Aldi stores are smaller than Costco’s, fitting into community neighborhoods they seek to serve. The stores offer fresh fruit and vegetables, takeaway bento boxes, bakery goods and a variety of imported wines.
Home delivery within the Outer Ring Road is available for purchases of 299 yuan or more.
Sam’s Club expanded its offerings to include wine tasting, a pharmacy, a jewelry counter and an optical center after renovating its Pudong store last year.
The company opened a second store in Shanghai in June, adding features such as home décor items. Its 8,000 different bar codes are still significantly lower than many supermarkets.
Sam’s has placed some of its best-selling items, such as fresh food and baby and maternity products, in warehouses around the urban area to facilitate home delivery within an hour after orders are placed.
The German wholesale retailer Metro hasn’t been quite so lucky. Its initial targets were grocery store owners and canteen businesses, but the response was lukewarm.
Its timing for wholesale, membership retailing in China was off. Automobile ownership wasn’t quite so prevalent when it first entered China in 1996, and many family shoppers were put off when they got to checkout counters and were told they needed a membership card. The bulk purchasing model didn’t really work well back then.

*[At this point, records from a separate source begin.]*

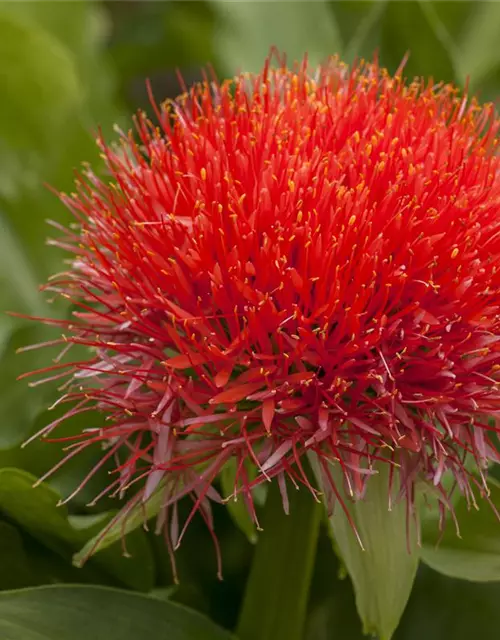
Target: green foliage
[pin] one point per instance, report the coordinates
(383, 562)
(474, 553)
(66, 69)
(80, 613)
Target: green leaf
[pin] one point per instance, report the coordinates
(236, 506)
(40, 91)
(475, 555)
(383, 570)
(81, 613)
(16, 570)
(248, 29)
(360, 24)
(407, 28)
(275, 602)
(479, 50)
(35, 510)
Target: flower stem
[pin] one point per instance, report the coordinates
(275, 602)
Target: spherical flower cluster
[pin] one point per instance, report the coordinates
(299, 261)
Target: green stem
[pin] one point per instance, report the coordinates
(275, 603)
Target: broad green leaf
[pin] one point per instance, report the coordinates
(276, 595)
(35, 510)
(40, 90)
(383, 570)
(407, 29)
(16, 570)
(237, 507)
(475, 555)
(248, 29)
(81, 613)
(151, 38)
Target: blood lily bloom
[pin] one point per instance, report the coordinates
(300, 261)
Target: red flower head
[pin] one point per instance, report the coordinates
(297, 261)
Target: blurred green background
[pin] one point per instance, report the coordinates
(68, 68)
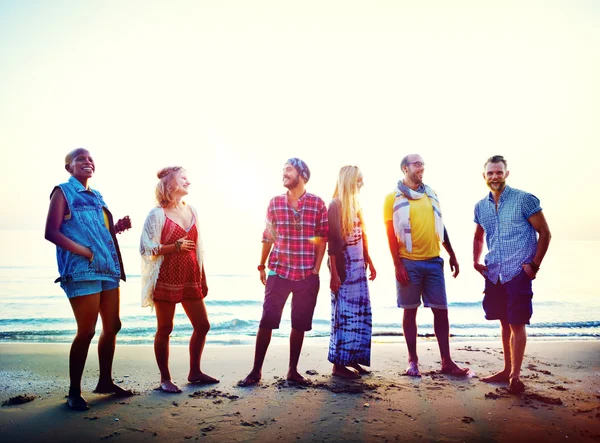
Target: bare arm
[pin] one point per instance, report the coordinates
(56, 211)
(538, 221)
(401, 275)
(321, 243)
(453, 262)
(478, 249)
(266, 250)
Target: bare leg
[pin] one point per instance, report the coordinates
(111, 325)
(85, 308)
(196, 312)
(360, 369)
(296, 340)
(344, 372)
(409, 326)
(263, 339)
(518, 340)
(441, 326)
(165, 312)
(502, 376)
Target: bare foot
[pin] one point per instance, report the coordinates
(360, 369)
(202, 379)
(113, 389)
(413, 369)
(296, 377)
(516, 386)
(453, 369)
(344, 372)
(251, 379)
(169, 387)
(499, 377)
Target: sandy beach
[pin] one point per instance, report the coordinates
(561, 402)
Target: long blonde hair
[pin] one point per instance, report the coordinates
(166, 185)
(346, 191)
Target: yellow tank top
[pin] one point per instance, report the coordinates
(426, 244)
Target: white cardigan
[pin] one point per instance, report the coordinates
(149, 248)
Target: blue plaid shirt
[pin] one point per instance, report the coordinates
(510, 238)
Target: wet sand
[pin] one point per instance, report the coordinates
(561, 401)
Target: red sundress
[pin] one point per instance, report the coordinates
(179, 276)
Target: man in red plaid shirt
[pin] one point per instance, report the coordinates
(294, 241)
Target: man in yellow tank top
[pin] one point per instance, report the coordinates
(414, 227)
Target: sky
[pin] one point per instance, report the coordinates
(231, 89)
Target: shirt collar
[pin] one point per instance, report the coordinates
(77, 185)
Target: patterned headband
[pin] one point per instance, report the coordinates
(301, 167)
(164, 172)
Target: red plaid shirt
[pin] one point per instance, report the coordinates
(294, 234)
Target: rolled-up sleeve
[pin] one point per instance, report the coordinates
(322, 228)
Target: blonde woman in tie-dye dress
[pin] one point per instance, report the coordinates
(350, 341)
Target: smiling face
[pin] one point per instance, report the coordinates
(291, 177)
(79, 164)
(413, 171)
(181, 183)
(495, 175)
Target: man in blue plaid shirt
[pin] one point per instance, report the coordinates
(517, 238)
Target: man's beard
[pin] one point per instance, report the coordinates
(293, 183)
(498, 186)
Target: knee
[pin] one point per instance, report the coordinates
(164, 331)
(113, 328)
(202, 328)
(440, 313)
(85, 335)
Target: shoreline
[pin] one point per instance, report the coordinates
(562, 399)
(383, 339)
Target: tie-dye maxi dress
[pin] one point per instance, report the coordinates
(351, 324)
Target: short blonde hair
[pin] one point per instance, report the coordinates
(166, 185)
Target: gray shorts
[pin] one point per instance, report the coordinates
(426, 281)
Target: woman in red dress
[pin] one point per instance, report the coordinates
(173, 272)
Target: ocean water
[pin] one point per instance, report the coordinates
(34, 309)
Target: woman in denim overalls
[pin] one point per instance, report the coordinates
(90, 267)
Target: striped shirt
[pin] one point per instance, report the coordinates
(294, 234)
(510, 238)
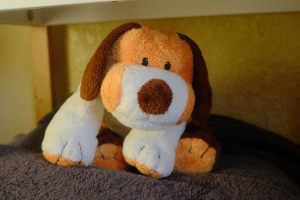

In March, Metro announced it was seeking buyers for its China business and hopes to conclude a deal by September.
Domestic retailers, too, have danced around the membership concept.
Alibaba’s Freshippo grocery and delivery service has a 218-yuan membership offering frequent shopper discounts on fresh goods.
Costco claims that the “touch and taste” experience is a crucial part of consumer shopping. It said it will entice new buyers through endorsements by existing members. But without powerful domestic partners, that may prove difficult.
Consumers have accepted new models like Freshippo because of their long association and trust in parent group Alibaba.
Costco’s challenge is to build trust as the go-to place for almost every type of product. That is a slow, long-term process in a rapidly changing consumer market.